Properties of carbon and alloy steels vary with their composition and microstructures, which are dependent on the heat treatment and quenching process used.
Typically, steel is heated to its austenitization temperature and then cooled sufficiently fast to avoid pearlite transformation and obtain maximum hardness and strength. The critical cooling rate is dependent on both the specific heat capacity and thermal conductivity of both the steel and the quenchant in addition to quench-bath temperature and agitation.

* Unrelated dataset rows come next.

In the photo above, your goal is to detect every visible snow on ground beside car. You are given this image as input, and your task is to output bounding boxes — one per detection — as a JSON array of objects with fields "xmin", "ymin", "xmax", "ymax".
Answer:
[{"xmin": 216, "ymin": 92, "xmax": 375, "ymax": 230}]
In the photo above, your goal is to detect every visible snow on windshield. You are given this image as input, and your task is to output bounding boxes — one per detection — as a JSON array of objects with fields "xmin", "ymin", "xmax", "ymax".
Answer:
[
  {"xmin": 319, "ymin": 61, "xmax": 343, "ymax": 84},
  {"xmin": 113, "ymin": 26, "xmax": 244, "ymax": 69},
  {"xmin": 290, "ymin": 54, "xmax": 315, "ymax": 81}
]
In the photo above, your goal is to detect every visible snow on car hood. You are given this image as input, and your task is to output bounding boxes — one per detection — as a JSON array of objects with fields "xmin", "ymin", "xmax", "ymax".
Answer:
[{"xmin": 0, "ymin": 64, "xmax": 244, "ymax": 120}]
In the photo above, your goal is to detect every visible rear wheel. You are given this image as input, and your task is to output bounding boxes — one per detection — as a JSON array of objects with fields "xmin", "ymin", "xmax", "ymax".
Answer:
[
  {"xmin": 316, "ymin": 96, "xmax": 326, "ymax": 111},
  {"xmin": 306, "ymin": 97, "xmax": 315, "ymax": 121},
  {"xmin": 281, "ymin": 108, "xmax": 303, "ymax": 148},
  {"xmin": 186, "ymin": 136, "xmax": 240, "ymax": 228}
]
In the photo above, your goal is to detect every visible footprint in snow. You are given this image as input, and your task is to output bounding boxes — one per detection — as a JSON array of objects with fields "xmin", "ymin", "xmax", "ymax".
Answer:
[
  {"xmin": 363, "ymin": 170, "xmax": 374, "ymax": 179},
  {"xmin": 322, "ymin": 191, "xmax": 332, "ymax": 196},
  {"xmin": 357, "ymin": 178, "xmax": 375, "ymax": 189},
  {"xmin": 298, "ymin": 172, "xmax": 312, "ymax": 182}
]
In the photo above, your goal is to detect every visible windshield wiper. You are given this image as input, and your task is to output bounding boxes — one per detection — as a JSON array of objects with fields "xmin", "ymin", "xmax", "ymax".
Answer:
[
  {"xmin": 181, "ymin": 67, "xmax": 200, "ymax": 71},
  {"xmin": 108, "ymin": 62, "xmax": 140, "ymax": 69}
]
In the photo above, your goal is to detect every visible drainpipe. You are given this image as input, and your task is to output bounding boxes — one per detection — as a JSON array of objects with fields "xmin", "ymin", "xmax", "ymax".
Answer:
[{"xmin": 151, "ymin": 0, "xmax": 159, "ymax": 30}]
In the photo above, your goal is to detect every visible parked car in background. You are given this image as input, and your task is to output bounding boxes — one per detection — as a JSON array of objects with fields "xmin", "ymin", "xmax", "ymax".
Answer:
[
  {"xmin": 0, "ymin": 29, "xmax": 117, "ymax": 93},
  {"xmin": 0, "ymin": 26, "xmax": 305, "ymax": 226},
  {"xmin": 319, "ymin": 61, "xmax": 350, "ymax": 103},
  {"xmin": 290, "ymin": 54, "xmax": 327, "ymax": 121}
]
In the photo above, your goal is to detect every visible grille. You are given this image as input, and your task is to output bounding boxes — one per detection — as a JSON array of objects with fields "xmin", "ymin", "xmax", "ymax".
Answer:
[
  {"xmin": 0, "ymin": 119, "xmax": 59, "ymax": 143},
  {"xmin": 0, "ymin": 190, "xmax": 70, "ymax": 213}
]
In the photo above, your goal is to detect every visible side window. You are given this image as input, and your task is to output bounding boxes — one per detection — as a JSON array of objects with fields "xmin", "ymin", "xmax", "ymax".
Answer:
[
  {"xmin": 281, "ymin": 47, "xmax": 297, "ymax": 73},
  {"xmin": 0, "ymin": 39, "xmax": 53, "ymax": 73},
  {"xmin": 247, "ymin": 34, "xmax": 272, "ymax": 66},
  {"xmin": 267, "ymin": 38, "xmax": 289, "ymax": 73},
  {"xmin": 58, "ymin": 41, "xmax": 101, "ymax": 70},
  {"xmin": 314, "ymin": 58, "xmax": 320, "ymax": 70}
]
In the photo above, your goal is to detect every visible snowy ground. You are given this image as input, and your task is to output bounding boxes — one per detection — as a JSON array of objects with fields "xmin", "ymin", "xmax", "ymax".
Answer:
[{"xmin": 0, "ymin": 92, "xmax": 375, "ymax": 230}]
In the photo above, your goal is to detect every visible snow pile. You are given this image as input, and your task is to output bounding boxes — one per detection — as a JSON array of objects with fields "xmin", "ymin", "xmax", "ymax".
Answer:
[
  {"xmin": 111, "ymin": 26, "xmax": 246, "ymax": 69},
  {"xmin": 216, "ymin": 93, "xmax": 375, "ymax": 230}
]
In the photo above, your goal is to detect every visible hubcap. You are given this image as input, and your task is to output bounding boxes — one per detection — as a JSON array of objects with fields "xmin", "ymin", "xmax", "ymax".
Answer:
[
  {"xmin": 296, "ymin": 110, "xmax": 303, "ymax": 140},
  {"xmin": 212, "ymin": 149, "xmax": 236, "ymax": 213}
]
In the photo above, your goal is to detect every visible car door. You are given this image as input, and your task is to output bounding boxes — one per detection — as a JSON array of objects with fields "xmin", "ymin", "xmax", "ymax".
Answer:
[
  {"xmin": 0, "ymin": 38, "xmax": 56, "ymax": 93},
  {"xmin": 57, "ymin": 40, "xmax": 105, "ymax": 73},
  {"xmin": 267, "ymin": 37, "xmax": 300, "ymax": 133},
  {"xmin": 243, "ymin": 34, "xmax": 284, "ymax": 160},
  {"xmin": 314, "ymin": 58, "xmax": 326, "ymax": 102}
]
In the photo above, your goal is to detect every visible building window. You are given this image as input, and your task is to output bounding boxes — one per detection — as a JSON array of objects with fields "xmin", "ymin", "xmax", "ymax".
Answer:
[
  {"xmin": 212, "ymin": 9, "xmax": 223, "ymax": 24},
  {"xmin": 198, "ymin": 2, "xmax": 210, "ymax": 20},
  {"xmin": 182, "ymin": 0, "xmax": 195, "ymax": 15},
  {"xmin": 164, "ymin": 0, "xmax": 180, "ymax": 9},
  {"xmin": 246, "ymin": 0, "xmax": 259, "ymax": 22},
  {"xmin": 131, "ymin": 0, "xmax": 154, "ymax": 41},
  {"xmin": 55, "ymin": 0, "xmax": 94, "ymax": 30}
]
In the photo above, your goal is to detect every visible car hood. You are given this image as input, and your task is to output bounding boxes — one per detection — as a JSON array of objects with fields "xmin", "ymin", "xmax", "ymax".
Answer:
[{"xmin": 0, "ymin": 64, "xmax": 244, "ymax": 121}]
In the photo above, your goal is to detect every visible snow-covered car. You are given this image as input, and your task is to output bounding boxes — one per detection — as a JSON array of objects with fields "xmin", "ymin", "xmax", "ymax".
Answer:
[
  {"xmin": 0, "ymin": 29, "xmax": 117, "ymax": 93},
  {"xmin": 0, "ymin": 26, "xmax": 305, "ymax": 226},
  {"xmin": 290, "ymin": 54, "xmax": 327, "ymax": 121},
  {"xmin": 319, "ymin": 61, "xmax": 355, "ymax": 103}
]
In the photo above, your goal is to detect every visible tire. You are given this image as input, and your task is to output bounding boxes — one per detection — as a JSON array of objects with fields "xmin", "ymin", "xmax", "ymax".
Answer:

Among the most common quenchants used is water. However, petroleum-oil-derived quenchants are used when lower cooling rates and more uniform cooling is desired for better distortion control and crack prevention. In addition to being susceptible to global supply issues and price volatility, petroleum oil possesses a number of other significant disadvantages, including: poor biodegradability, toxicity and flammability. Therefore, it is of continuing interest to identify a viable alternative to petroleum oil as a basestock for quenchant formulation.
Currently, vegetable oils are one of the most commonly identified renewable, biodegradable and non-toxic basestocks. In addition to their relatively narrow viscosity range, vegetable oils exhibit considerably lower thermal-oxidative stability relative to petroleum oil, which has been a significant factor inhibiting its use in the industry.
This paper will provide an overview of the recent history of the use of vegetable oils as quenchants for steel. A brief comparison of the quenching performance exhibited by vegetable oils relative to petroleum oil will be illustrated. Also discussed is the effect of antioxidants on thermal-oxidative stabilization of soybean oil.